Ce dimanche, 109 millions de Russes sont appelés aux urnes pour élire le président de la Fédération. L’issue du scrutin, avec la victoire annoncée de Vladimir Poutine, ne fait guère de doute. Pour autant, dans les zones rurales les plus éloignées, l’indifférence face à la classe politique semble gagner du terrain.

Pourniema, ce sont 900 habitants isolés à 1 000 km au nord de Moscou. Des électeurs qui, peut-être, n'iront pas voter.
Pourniema, ce sont 900 habitants isolés à 1 000 km au nord de Moscou. Des électeurs qui, peut-être, n'iront pas voter. © Radio France / Claude Bruillot

Dans la région arctique de Russie, à 1 000 kilomètres environ au nord de Moscou, beaucoup d’habitants se sentent abandonnés par le pouvoir. Ils n’attendent d'ailleurs rien du scrutin présidentiel de dimanche. Un scrutin qui, d'ores et déjà, semble acquis au maître du Kremlin, Vladimir Poutine.

La route que nous empruntons pour traverser le Parc national de Kenozero, au nord-ouest d’Arkangelsk, servira toute cette fin de semaine à collecter les urnes des villages environnants. Les temps de trajet sont tellement importants que le vote pour la présidentielle a souvent lieu ici avec quarante-huit heures d’avance.

L'isolement, toujours plus grand

Dimitri est l’instituteur de Pourniema, un village de pêcheurs de 900 habitants, à cinq heures de route d’Arkangelsk. Cette année , il enseigne à 17 élèves, âgés de 7 à 15 ans. Par conviction. Et sans se soucier aucunement de savoir ce que le nouveau mandat présidentiel annoncé de Vladimir Poutine, avec ses relais régionaux, lui réserve.
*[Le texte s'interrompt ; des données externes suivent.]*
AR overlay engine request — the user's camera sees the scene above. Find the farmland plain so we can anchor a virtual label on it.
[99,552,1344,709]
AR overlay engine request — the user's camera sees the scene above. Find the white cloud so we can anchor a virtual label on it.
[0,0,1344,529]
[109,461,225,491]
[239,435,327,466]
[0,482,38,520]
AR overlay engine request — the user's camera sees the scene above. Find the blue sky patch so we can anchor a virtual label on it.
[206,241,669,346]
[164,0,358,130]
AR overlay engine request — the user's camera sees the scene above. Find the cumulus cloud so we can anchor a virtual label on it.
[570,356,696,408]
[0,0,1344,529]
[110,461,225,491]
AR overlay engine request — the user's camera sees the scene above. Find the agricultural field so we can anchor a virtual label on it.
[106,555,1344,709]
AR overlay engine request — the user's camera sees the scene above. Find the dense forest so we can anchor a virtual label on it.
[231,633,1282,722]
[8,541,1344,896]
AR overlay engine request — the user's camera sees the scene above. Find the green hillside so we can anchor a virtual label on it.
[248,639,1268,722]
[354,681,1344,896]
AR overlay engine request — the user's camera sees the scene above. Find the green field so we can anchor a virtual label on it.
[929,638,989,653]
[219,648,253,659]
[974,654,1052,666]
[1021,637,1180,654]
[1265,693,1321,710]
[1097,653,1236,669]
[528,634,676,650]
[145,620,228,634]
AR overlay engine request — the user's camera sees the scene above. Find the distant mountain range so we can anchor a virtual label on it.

Pour accéder à Yamça, dans la région arctique de la Mer blanche, un seul mode de transport : le scooter des neiges.
Pour accéder à Yamça, dans la région arctique de la Mer blanche, un seul mode de transport : le scooter des neiges. © Radio France / Claude Bruillot

Plus loin, dans un village accessible seulement en scooter des neiges, une affiche placardée sur la porte de l’épicerie indique aux habitants que le scrutin présidentiel aura lieu ce vendredi 16 mars de 11h à 15h. Nous sommes à Yamça, 98 habitants. Parmi eux, Viktoria, 28 ans, originaire de la ville de Mourmansk, plus à l’ouest. Elle a suivi son mari, revenu s’installer dans son village natal il y a trois ans. Viktoria se bat pour que Yamça sorte de son isolement.

Dans les années 1980, Yamça, comme les autres villages de la Mer blanche, étaient desservis par avion une fois par jour. Dans les années 2000, c'était un vol par semaine. Depuis trois ans, il n'y a plus aucune liaison aérienne. 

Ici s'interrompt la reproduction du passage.